Holding on Through Trials


Trials don’t mean something is wrong with your marriage. Yet trials can become God’s tools to bring you into a closer relationship with your spouse.

Q. We have experienced a perfect storm of trials in the last year: loss of a parent, financial changes and my spouse going through some depression. How do we grow closer together rather than further apart in this stress?

A. This question reminds me of the time Barb and I were coaching a group of young marrieds in our church during the first two years of their marriages. We called it The Great Marriage Newlywed Experience. One of these teachable couples once said, “Gary, I can’t wait for the trials to come so we can practice persevering love (one of the 6 Secrets to a Lasting Love). I recall thinking, “Oh my, put on your seatbelt!” When Barb and I and this great couple, now two kids and lots of trials later, reflect on her comment, we all smile. Not at the problems, because just like all of us there have been major concerns in this young family. But we smile because on the front end of our marriages we can’t quite get our mind around the realities of what is coming.

Barb and I often coach couples that have two problems when it comes to trials: they don’t see them coming and then when they do hit, they often don't respond well. Years ago I heard that a famous missionary commented, “when stress comes down on a couple, it either divides them, sending them off into isolation, or comes down on the side of them, pressing them closer to each other and to Christ.” It really is our choice, isn’t it?

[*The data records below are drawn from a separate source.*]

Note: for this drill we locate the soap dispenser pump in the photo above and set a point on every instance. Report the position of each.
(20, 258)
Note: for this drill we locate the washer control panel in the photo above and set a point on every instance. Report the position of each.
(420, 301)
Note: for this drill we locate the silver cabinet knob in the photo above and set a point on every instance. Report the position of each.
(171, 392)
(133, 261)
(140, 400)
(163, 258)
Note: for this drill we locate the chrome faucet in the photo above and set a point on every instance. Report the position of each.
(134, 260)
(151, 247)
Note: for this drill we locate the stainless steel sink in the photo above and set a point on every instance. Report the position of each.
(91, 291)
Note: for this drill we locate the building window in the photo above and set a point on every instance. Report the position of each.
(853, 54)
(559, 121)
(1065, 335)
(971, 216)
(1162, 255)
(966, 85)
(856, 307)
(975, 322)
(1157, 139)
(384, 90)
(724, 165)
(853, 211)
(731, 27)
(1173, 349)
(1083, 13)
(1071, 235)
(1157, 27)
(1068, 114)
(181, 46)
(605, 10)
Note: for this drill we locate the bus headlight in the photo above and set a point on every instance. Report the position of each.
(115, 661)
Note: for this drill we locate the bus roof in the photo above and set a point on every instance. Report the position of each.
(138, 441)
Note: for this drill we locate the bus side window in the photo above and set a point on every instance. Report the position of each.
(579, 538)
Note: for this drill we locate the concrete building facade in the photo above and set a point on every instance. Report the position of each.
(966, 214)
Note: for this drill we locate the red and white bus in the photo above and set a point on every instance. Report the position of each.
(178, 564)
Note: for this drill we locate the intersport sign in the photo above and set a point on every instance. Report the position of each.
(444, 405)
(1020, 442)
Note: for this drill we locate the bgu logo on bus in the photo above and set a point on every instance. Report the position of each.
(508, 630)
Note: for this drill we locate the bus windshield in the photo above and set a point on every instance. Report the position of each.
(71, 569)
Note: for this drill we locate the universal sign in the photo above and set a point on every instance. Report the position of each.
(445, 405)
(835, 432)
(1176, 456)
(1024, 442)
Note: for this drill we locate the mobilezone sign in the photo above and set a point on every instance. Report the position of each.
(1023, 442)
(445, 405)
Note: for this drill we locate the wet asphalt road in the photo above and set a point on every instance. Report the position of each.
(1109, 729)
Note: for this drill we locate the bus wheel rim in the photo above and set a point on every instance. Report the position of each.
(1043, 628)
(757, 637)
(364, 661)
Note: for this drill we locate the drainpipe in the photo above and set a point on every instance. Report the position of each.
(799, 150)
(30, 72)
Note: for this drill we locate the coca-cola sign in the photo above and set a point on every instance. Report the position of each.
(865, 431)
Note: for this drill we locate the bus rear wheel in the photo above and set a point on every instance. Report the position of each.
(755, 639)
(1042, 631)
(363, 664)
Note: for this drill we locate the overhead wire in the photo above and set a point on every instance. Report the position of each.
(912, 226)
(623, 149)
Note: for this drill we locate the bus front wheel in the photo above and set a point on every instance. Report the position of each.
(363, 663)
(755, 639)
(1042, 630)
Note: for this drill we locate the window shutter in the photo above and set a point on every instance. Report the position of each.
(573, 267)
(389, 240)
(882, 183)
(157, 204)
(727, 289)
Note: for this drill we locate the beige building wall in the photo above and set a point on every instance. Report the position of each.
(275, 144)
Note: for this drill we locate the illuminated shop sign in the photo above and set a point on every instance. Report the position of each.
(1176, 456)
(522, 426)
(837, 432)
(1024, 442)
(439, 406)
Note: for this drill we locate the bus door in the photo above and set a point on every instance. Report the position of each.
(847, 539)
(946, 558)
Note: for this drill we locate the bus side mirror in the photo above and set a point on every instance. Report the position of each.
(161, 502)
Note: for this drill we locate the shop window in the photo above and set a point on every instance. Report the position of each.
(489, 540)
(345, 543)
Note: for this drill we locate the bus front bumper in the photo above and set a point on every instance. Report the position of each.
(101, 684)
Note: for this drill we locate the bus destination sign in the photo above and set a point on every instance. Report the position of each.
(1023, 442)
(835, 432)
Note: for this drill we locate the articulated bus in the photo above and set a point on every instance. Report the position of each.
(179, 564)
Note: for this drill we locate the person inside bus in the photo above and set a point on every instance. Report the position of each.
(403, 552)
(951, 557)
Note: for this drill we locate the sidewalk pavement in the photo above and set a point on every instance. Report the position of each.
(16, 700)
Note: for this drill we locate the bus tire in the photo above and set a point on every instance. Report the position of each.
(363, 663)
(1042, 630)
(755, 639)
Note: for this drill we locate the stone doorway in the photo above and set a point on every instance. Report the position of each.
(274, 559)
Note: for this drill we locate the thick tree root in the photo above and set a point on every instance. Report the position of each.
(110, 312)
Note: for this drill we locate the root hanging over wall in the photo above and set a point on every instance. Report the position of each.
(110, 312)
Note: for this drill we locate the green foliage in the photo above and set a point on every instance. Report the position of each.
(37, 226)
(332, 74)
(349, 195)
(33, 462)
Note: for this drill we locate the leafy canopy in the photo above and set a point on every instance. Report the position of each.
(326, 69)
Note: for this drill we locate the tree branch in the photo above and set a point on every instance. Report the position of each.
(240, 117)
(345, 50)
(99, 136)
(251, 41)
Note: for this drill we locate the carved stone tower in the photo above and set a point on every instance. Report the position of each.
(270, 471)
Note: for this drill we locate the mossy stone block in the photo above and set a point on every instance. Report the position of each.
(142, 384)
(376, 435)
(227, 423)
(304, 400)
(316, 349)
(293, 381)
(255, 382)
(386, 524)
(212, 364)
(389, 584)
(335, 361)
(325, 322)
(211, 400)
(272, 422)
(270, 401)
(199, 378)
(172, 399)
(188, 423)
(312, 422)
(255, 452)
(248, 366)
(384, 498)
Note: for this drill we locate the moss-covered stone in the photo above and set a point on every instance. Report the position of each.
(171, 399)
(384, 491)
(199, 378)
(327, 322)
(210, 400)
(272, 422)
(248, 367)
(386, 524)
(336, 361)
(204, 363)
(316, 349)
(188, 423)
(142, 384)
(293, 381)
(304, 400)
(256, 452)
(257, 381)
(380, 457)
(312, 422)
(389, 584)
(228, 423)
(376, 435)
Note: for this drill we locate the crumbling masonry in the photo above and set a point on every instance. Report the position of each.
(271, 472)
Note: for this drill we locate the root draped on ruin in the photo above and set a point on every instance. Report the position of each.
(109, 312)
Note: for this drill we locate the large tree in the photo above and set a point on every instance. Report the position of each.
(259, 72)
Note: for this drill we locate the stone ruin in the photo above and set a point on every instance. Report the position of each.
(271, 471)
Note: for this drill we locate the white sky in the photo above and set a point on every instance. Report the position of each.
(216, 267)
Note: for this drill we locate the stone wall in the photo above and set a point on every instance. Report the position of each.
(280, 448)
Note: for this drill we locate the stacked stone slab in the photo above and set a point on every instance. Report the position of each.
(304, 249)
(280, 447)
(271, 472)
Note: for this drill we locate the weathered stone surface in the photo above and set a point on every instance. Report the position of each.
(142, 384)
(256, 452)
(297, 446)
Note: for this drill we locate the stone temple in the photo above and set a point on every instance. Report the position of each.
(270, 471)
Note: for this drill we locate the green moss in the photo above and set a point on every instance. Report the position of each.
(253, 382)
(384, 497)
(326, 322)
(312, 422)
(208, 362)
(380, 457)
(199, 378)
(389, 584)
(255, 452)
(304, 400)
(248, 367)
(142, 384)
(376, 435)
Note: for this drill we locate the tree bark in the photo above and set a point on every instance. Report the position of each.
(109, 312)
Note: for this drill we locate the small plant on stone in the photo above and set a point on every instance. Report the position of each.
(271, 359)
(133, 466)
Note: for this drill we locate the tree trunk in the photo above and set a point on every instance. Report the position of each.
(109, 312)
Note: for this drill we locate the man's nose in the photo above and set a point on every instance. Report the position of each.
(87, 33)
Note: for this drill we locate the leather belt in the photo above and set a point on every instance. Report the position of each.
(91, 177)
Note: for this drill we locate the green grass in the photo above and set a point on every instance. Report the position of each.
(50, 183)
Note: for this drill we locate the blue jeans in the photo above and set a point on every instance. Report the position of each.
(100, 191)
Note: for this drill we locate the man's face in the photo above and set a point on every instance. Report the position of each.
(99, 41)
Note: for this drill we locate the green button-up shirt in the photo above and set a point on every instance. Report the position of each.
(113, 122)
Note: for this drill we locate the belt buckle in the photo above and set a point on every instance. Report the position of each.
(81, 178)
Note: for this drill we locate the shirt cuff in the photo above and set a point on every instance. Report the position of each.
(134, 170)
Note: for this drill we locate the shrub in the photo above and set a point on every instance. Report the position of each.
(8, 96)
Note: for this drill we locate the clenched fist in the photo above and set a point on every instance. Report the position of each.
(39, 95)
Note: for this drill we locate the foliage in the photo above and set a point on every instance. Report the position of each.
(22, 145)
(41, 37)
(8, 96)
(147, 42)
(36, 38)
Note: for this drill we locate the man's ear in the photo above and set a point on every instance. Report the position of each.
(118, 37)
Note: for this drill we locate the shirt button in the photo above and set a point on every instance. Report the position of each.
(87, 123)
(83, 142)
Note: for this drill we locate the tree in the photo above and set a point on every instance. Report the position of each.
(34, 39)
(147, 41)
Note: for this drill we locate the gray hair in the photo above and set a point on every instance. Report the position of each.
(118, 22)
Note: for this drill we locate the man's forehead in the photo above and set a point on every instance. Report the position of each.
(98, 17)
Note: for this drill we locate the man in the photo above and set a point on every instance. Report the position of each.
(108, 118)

Just like Barb and me, when you face off trials including losses, illnesses, financial setbacks and more, you come to a fork in the road. We have been there and so have you. So let us coach you on a couple of takeaways as you triage your stressors.

First, seek the Lord, individually and together. When a husband and a wife start vertically with the Creator of the Universe and bring our fears, concerns and trials to Him we are assured that He listens and wants to carry our burden. It may begin with praying and confessing anything blocking you from the Lord—seeking His comfort, forgiveness, encouragement and blessings. And then reminding each other that He is indeed sovereign.

Secondly, connect to each other. As we have connected vertically it is then time to connect horizontally. Look into each other’s eyes. Reassure each other that no matter what has happened you are not going through this solo. Remind each other of your unconditional love for each other and your commitment to helping your spouse carry the burden you are encountering. Ask each other, “what is your greatest fear?” Remind each other that there is a beginning, a middle and an end to every trial and although we may not be at the end, we are one day closer to the resolution of the concerns we are facing.

And third, with each other’s blessing, don’t carry your burdens alone. Reach out to other couples, a marriage coach, pastor or counselor if you need to and have someone join with you in what you are experiencing. Ask them to give you insights from their own experiences and help you check out any blind spots you may have as you are trying to respond to what you are encountering.

Trials don’t mean something is wrong with your marriage. Yet trials can become God’s tools to remind us that He is capable of carrying them and easing our burdens. When we understand that God’s strength is perfect when our strength fails, we’ll rely on Him more than ever before. Believe that God is teaching and drawing you close, even through difficult seasons.